Stream: t-compiler/wg-incr-comp

Topic: Handling of 'devirtualized' paths


view this post on Zulip Aaron Hill (Apr 06 2021 at 14:53):

When we load SourceFiles from an external crate, we try to 'devirtualized' paths that point into the standard library: https://github.com/rust-lang/rust/blob/e1d49aaad4fde33469fdb786c29838a95a5d8a11/compiler/rustc_metadata/src/rmeta/decoder.rs#L1633-L1682
The result of the devirtualiztion depends on global untracked state (whether or not the rust-src exists during the current compilation session), represented by sess.real_rust_source_base_dir. As a result, adding/removing the rust-src compoonent can lead to an ICE now that we verify query result hashes.

Currently, all external queries depend on the eval_always query crate_hash, which ensures that they get invalidated if an upstream crate is changed. I think the simplest way to fix this issue would be to make crate_hash depend on real_rust_source_base_dir. Unfortunately, this would mean that the crate computed seen during compilation of a crate is not necessarily the same as the crate hash that gets seen by a downstream crate.

Another alternative would be to make a new query crate_dependecy(CrateNum) -> (Svh, String) that explcitily includes real_rust_source_base_dir in its result. This would then cause external queries to be re-computed as necessary, without the need to modify the crate hash.

I don't really like either of these solutions - I'm open to any other suggestions. The root issue is that data loaded from foreign crates depends on the state of our current compilation session,, but there's nothing we can do about that.
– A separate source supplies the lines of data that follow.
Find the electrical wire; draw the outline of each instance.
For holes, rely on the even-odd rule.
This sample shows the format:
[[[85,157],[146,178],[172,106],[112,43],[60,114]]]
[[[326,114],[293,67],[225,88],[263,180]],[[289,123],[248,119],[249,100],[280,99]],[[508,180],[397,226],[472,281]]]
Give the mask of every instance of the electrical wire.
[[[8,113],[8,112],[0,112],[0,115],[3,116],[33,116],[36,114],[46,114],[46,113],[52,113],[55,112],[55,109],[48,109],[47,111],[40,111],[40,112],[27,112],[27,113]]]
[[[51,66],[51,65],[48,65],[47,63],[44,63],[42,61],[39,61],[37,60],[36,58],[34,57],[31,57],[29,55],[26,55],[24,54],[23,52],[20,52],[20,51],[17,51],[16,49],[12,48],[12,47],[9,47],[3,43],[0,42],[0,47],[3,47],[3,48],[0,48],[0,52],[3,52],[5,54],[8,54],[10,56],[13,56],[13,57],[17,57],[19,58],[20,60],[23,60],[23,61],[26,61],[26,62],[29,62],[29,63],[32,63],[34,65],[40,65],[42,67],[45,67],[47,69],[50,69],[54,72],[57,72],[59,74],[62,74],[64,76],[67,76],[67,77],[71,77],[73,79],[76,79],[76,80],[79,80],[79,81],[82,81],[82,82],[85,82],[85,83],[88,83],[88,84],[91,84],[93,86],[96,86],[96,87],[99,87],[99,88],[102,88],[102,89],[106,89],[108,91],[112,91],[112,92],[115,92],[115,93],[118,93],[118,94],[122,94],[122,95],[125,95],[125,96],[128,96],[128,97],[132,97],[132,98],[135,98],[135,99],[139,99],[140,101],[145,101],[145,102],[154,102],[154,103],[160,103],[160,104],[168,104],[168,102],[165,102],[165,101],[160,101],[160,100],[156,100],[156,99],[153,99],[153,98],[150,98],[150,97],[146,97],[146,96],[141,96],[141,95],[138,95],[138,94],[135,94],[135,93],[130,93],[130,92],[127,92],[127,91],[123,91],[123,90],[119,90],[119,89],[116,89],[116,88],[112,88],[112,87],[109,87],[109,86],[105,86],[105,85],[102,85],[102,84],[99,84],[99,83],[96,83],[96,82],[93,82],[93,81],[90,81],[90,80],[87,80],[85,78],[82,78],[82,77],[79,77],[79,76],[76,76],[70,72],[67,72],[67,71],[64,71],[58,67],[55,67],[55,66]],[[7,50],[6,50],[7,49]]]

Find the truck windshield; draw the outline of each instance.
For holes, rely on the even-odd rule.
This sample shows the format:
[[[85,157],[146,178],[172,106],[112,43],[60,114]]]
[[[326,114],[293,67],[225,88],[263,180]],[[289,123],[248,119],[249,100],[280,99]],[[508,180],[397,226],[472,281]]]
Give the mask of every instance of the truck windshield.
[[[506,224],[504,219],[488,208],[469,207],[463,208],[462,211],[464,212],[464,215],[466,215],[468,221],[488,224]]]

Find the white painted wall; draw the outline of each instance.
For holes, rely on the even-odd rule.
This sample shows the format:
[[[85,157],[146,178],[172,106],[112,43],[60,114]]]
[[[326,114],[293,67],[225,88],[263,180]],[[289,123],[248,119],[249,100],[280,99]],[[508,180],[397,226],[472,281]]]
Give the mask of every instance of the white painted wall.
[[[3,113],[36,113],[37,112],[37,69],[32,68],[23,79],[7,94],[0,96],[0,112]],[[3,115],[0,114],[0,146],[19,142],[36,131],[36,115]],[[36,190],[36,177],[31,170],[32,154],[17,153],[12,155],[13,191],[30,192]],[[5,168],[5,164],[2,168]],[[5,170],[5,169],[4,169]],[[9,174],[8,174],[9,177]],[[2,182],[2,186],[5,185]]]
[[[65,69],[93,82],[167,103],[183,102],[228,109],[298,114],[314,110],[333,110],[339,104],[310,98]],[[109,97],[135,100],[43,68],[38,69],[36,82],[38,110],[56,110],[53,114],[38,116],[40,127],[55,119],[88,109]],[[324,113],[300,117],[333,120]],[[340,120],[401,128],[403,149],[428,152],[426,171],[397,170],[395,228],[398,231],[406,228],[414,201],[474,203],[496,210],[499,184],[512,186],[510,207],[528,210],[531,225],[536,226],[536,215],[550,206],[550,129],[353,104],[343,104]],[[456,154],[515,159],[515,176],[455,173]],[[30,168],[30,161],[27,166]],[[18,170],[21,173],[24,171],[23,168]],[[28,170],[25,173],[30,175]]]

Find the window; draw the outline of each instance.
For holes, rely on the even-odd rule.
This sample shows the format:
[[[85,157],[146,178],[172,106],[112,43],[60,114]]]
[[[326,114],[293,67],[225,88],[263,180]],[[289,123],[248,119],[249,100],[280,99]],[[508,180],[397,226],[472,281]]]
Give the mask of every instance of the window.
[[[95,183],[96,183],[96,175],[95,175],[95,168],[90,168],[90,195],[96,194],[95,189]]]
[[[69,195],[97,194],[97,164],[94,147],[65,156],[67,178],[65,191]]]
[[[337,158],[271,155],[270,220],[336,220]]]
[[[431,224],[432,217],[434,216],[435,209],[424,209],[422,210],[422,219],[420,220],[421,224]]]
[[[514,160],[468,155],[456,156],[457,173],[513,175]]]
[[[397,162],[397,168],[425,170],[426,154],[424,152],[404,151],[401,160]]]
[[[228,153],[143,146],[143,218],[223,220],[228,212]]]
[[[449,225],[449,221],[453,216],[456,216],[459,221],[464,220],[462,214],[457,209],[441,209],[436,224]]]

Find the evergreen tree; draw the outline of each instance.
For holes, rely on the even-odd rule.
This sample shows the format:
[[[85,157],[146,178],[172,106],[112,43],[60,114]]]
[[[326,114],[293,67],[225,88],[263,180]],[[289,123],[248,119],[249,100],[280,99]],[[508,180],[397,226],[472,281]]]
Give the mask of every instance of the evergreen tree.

view this post on Zulip bjorn3 (Apr 06 2021 at 15:04):

I think we should keep using the virtualized path everywhere and only use the devirtualized path to actually read the source files. Currently builds are not reproducible with rust-src installed or not installed as it leaks into the debuginfo as far as I know.

view this post on Zulip Aaron Hill (Apr 06 2021 at 15:05):

I thought the leaking in the debuginfo was intentional, so that you get nice-looking paths in panic messages

view this post on Zulip Aaron Hill (Apr 06 2021 at 15:06):

is there another use-case for devirtualized paths?

view this post on Zulip bjorn3 (Apr 06 2021 at 15:06):

Devirtualized paths are used to load the source for sysroot crates to show in error messages.

view this post on Zulip bjorn3 (Apr 06 2021 at 15:07):

Maybe the debuginfo was also intentional, but I don't like it.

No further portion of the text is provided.